Terapi hormon, kata Nadia dilakukan dua cara. Ada yang dioral dan ada yang di injeksikan. “Tapi kalau dalam resep dokternya saya ada yang dioral,diinjeksi dan dioles. Dan yang paling wajib dan sampai saat ini saya lakukan ya terapi hormon yang dioral dan diinjeksi. Dan waktu terapi itu tidak terbatas waktunya," lanjut Nadia.

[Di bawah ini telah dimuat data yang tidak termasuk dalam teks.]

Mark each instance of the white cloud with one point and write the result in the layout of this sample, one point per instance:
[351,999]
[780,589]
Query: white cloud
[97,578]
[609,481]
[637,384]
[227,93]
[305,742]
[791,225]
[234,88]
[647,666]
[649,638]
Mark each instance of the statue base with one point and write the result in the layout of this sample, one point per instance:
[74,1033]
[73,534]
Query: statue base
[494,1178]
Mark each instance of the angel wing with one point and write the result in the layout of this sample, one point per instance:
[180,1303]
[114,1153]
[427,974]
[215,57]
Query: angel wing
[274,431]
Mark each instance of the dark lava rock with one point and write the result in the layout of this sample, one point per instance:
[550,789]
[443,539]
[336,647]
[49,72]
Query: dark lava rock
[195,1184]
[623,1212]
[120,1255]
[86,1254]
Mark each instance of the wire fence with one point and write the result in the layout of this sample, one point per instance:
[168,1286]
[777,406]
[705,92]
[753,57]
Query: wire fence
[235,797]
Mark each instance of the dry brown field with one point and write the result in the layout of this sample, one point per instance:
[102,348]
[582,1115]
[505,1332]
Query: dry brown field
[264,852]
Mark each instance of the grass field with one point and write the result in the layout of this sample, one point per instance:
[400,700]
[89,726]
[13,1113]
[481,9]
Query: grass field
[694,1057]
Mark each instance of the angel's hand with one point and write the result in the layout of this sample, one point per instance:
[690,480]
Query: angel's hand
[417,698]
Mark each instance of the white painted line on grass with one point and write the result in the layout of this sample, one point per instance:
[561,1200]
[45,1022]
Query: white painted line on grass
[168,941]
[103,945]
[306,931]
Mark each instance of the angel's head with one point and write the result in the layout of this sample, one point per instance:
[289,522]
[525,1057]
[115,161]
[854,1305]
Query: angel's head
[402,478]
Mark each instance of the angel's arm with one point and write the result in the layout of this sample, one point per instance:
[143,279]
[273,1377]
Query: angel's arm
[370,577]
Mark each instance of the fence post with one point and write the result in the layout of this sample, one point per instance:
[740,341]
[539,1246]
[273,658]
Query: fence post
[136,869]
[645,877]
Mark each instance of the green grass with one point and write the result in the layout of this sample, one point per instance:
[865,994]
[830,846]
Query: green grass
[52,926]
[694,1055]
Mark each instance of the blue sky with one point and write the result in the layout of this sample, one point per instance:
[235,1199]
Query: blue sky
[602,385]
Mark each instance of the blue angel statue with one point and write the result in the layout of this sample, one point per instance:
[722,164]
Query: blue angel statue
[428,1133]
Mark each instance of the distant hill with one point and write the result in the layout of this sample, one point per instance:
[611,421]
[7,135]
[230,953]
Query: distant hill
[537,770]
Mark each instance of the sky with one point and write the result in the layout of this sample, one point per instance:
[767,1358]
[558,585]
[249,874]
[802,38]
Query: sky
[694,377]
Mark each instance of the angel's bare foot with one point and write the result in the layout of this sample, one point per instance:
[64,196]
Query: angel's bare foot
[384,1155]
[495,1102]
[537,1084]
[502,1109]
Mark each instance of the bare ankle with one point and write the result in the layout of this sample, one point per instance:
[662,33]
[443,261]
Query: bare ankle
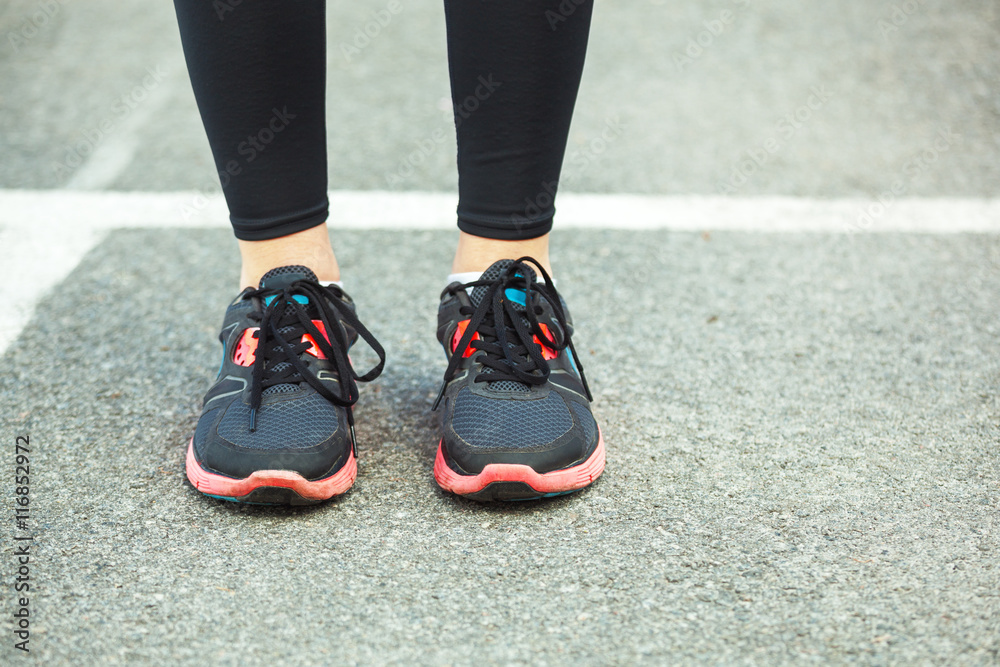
[475,253]
[310,248]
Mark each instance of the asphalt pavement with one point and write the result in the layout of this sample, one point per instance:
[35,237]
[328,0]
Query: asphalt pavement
[802,428]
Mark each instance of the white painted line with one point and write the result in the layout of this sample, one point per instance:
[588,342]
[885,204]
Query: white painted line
[45,233]
[115,148]
[436,210]
[34,261]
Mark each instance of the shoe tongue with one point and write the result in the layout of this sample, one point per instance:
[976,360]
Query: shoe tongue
[283,276]
[517,297]
[493,273]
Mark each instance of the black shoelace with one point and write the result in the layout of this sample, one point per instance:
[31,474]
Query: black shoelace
[510,350]
[277,360]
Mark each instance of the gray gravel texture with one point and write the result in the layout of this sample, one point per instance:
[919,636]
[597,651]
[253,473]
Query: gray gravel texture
[802,466]
[803,429]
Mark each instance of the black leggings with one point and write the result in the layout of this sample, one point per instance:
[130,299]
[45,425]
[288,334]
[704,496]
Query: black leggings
[258,68]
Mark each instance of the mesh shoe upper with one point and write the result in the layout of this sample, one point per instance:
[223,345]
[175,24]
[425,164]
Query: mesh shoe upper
[282,399]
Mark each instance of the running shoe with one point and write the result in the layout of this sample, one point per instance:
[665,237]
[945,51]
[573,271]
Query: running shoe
[277,427]
[514,404]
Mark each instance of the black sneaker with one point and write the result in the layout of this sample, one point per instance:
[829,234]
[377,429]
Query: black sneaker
[515,406]
[277,425]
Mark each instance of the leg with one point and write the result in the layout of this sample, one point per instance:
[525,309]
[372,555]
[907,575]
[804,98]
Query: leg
[515,70]
[277,425]
[259,76]
[515,407]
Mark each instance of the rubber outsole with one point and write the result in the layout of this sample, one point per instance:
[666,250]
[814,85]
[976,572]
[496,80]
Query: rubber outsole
[507,481]
[270,487]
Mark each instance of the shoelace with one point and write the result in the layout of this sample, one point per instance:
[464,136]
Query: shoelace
[511,352]
[277,360]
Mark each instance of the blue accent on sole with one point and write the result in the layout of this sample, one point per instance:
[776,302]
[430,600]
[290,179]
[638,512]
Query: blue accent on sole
[231,499]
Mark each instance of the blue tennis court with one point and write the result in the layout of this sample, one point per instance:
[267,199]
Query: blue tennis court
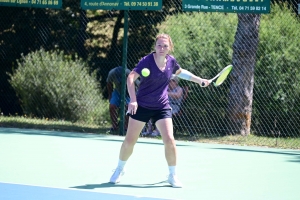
[37,164]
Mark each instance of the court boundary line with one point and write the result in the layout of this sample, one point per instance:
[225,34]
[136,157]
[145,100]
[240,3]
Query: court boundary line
[79,190]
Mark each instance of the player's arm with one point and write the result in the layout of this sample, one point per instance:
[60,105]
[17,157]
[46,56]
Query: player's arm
[186,75]
[132,106]
[177,94]
[110,88]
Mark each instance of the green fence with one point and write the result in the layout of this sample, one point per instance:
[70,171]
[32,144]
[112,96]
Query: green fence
[54,65]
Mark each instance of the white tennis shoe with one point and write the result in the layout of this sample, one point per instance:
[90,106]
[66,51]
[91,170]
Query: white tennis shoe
[174,181]
[116,177]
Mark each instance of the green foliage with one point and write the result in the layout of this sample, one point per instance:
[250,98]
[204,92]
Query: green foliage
[203,46]
[53,85]
[277,74]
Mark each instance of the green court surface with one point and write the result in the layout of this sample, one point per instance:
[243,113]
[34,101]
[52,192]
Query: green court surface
[42,165]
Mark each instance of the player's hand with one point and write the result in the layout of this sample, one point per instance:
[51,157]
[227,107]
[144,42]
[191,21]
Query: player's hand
[204,83]
[132,108]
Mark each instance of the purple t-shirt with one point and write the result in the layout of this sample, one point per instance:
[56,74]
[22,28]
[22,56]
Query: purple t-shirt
[152,92]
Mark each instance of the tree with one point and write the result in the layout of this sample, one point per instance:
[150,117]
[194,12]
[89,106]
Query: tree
[242,77]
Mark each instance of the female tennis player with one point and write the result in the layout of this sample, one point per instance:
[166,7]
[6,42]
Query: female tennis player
[151,101]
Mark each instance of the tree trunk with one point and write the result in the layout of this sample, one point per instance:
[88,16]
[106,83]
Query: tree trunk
[242,77]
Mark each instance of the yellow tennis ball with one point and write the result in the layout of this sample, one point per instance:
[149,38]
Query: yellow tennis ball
[145,72]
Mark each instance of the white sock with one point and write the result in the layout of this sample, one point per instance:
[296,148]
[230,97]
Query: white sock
[121,164]
[172,169]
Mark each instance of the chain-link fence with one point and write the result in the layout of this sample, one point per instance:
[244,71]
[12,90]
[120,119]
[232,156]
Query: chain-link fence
[258,105]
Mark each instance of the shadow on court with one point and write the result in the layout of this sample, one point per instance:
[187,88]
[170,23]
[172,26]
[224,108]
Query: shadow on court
[110,185]
[94,136]
[48,165]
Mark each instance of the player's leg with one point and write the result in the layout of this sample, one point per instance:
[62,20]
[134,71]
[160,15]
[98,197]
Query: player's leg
[134,129]
[165,126]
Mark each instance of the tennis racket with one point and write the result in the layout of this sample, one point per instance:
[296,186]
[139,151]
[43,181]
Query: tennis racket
[220,77]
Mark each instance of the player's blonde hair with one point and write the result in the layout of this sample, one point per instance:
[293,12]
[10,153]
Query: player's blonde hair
[165,36]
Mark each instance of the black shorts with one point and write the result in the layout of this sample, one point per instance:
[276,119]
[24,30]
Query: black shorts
[144,114]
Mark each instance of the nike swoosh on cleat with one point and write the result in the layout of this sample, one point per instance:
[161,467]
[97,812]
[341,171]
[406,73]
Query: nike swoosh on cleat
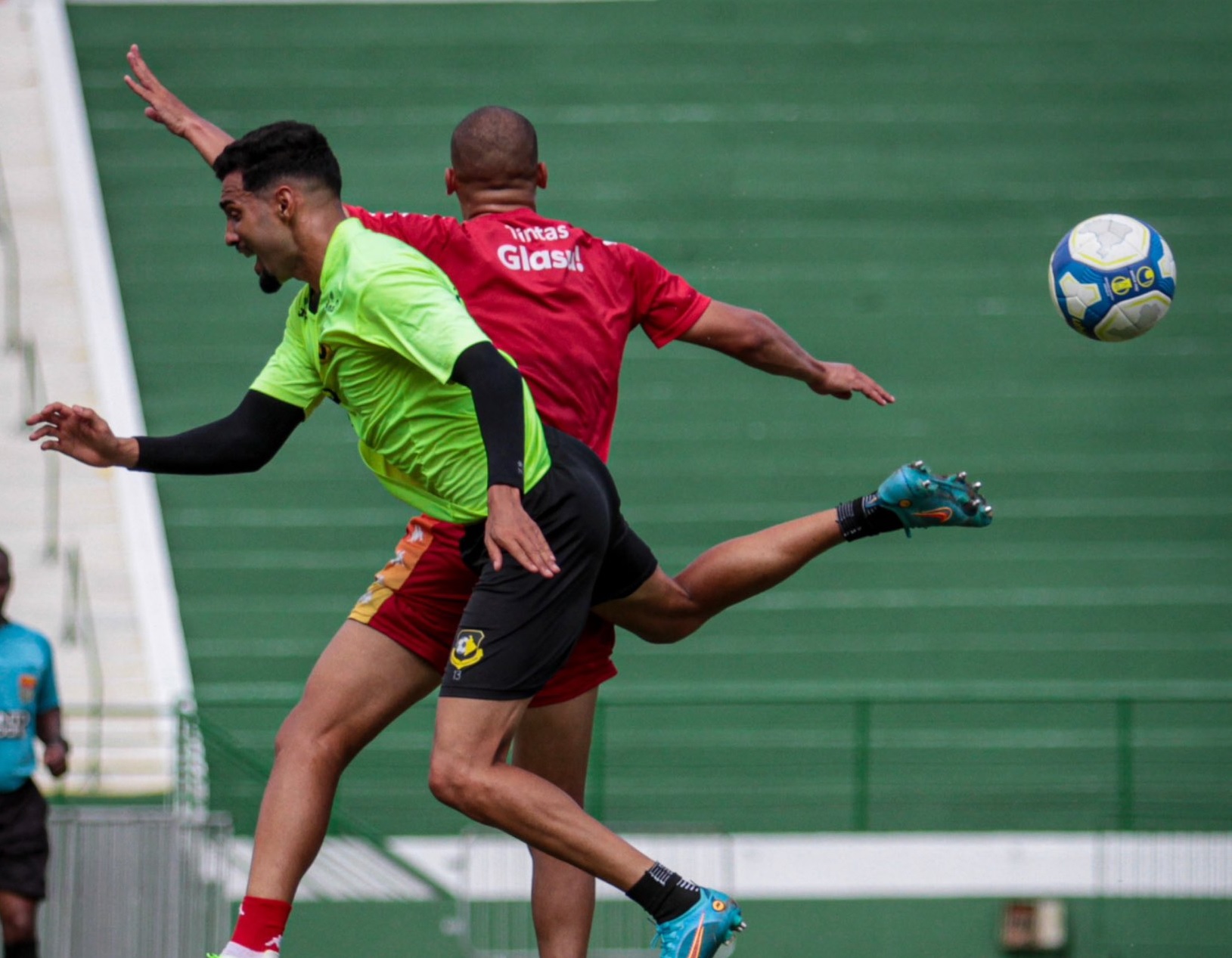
[699,938]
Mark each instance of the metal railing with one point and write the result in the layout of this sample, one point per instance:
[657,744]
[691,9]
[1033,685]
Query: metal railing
[135,881]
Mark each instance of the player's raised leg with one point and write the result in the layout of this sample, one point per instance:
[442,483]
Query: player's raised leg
[554,743]
[360,684]
[668,609]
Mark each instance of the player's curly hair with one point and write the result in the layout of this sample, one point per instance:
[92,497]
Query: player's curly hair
[284,150]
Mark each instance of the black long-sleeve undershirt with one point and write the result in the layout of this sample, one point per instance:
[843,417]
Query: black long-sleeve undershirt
[253,434]
[242,442]
[497,388]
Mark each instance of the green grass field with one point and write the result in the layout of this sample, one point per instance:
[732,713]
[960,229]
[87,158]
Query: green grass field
[887,180]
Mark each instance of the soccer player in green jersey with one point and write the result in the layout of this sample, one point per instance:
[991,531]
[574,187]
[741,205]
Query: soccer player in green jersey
[444,424]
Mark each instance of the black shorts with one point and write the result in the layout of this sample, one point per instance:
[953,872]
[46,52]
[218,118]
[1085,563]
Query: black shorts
[23,842]
[519,628]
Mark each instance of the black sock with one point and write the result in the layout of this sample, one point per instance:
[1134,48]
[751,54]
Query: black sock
[865,516]
[664,894]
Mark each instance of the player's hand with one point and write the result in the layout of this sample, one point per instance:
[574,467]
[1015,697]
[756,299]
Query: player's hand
[162,105]
[843,381]
[82,435]
[511,530]
[56,758]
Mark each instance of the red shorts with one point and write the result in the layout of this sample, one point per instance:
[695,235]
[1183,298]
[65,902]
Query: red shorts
[418,599]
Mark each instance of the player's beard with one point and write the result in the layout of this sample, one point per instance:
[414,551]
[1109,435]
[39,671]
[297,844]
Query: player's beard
[268,282]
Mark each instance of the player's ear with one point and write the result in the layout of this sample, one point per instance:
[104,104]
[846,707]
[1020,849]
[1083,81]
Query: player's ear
[285,202]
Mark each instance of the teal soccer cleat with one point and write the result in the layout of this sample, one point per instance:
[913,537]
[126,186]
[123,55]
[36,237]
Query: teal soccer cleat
[920,499]
[703,929]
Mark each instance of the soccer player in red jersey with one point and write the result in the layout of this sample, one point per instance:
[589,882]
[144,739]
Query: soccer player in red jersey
[563,305]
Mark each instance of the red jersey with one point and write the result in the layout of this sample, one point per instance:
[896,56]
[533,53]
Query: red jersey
[557,299]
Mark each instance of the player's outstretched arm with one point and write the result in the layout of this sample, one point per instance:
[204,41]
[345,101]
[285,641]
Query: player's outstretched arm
[56,754]
[242,442]
[166,107]
[758,341]
[497,389]
[80,434]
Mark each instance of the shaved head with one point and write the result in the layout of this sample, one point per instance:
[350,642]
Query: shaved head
[495,147]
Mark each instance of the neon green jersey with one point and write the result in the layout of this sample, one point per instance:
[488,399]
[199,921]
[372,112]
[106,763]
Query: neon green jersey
[387,330]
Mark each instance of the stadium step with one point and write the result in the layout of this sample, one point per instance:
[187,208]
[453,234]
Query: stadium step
[58,520]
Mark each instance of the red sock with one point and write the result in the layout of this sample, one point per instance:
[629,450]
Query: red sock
[262,922]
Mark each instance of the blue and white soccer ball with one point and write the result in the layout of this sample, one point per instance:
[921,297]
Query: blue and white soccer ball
[1113,277]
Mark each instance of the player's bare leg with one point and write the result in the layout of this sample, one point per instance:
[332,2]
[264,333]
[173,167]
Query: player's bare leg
[667,609]
[554,742]
[468,772]
[360,684]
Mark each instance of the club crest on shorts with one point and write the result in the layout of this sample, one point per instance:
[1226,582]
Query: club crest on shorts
[467,650]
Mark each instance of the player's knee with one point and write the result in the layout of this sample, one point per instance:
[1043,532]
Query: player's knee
[458,785]
[301,743]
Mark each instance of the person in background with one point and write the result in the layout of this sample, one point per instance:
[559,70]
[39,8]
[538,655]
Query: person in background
[29,707]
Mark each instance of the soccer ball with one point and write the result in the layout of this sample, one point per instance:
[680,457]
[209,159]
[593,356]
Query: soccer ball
[1113,277]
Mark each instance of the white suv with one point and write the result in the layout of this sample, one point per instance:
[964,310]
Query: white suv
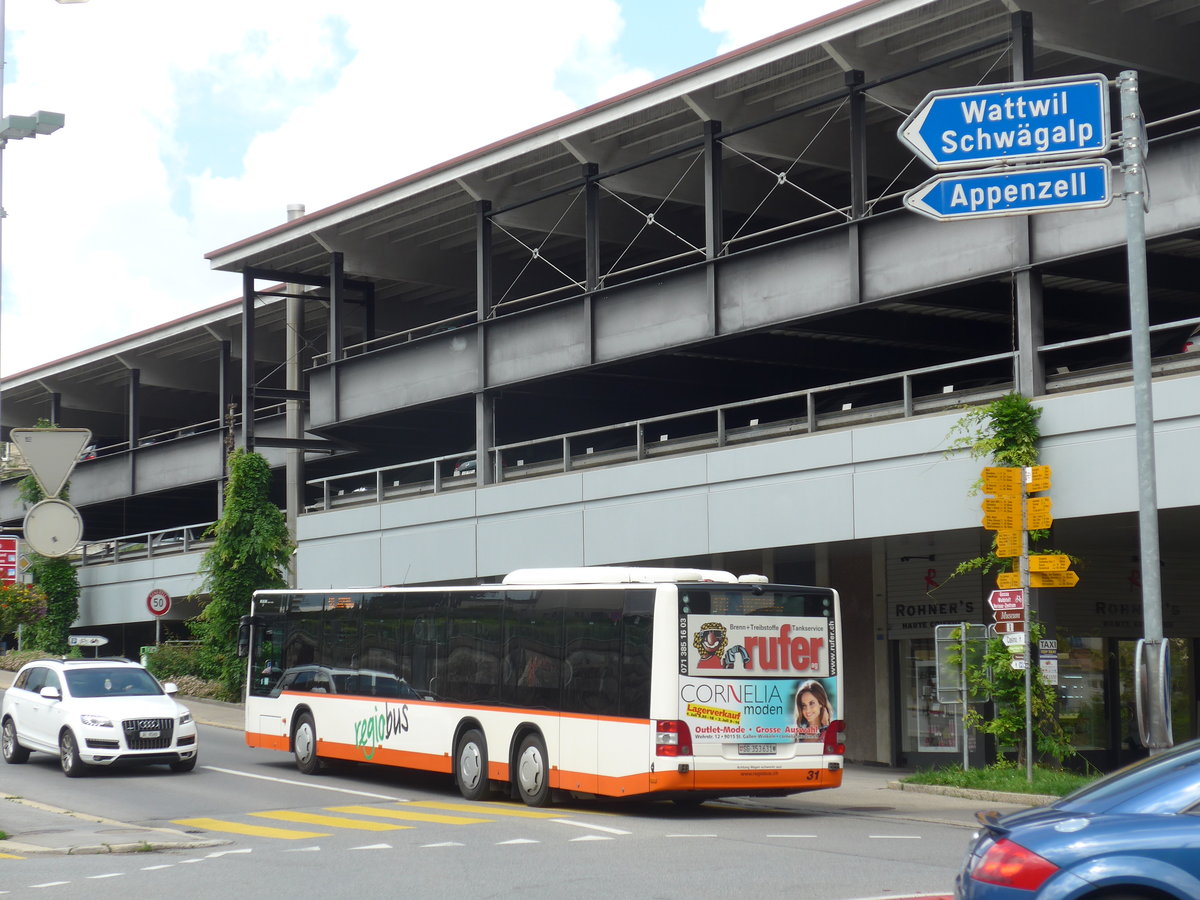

Konsumsi hormon bagi Nadia sangat penting untuk menjaga kestabilan hormon. Meski begitu dia mengaku tidak tahu apa dampak yang spesifik jika dia tidak mengkonsumsi hormon.

“Tapi memang ini harus saya konsumsi hormon agar kestabilitasan hormon saya terjaga. Karena saya kan tidak bisa menghasilkan hormon. Dan ini pula ada kaitanya dengan pengeroposan tulang, osteoporosis bila saya tidak mempunyai sistem hormonal yang baik," jelasnya. Hormon estrogen kata Nadia cukup sulit didapat. Jadi Nadia hanya menkonsumsinya setiap bulan sekali dengan mengunjungi klinik-klinik yang menyediakan hormon estrogen.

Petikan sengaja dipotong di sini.